Clustering performance
The clustering performance was assessed by the v-measure [51], which computes the harmonic mean of two conditional entropies, namely homogeneity and completeness. Homogeneity measures how much each cluster contains only members of a single class, while completeness measures whether all members of a given class are assigned to the same cluster. The v-measure takes values in [0, 1], with 0 and 1 indicating the worst and best clustering performance, respectively.
Tree distance
We considered all markers that were present in the ground truth tree and in all three inferred trees. For these shared markers, we computed their pairwise shortest-path distance matrix in each tree. The lower triangular part of the distance matrices of all inferred trees were then compared to the ground truth using the sum of the absolute values of all differences between matrix entries. We named this distance measure the consensus node-based shortest path distance.

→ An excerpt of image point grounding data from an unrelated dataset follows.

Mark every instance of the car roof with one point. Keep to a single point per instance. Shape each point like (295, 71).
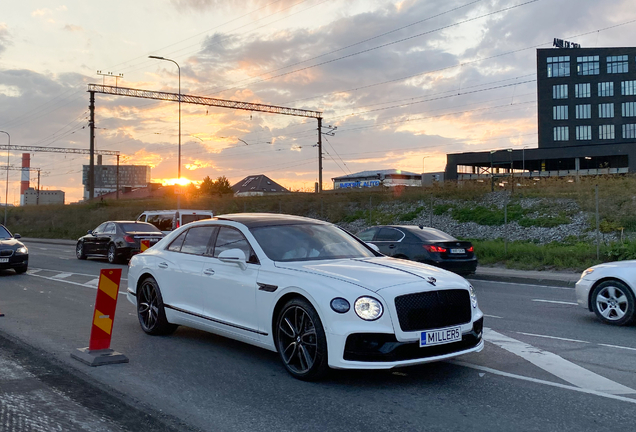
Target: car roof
(252, 220)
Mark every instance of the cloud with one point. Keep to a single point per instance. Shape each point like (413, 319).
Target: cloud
(73, 28)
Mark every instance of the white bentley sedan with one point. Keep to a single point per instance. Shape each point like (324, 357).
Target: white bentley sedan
(307, 289)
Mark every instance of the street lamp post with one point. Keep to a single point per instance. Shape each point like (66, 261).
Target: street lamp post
(6, 192)
(179, 167)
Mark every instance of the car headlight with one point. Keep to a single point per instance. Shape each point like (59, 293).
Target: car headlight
(587, 272)
(473, 296)
(368, 308)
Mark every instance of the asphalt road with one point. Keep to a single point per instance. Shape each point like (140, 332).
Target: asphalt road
(547, 365)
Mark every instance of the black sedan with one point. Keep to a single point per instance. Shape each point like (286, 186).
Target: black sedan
(13, 254)
(425, 245)
(116, 240)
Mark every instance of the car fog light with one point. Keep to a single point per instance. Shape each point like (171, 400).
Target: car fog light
(340, 305)
(368, 308)
(473, 296)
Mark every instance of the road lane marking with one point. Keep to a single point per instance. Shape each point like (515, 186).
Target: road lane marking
(539, 381)
(556, 365)
(555, 302)
(617, 346)
(552, 337)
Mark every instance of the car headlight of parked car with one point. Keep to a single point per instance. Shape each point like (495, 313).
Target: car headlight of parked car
(368, 308)
(587, 272)
(473, 296)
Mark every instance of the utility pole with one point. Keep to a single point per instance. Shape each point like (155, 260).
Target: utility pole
(91, 164)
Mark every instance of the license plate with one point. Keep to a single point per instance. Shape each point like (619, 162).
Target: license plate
(440, 336)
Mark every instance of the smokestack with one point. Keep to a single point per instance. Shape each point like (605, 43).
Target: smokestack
(26, 174)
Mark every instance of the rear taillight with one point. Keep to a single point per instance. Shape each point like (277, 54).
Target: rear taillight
(433, 248)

Software and data availability
Based on the TSSB implementation [16], BitPhylogeny has been implemented in Python and R and is freely available under a GPL3 license [55]. For 2,000 data points (observed marker patterns), a single MCMC iteration takes on average about 1 s on a standard single-core computer. Additional file 2 contains an R Markdown file for reproducing all the figures in this manuscript. All data, including synthetic, methylation and single-cell data sets, are provided in the BitPhylogeny software package. The sequencing data from the single-cell study are stored in NCBI Sequence Read Archive [56] under the accession number [SRA:SRA050202].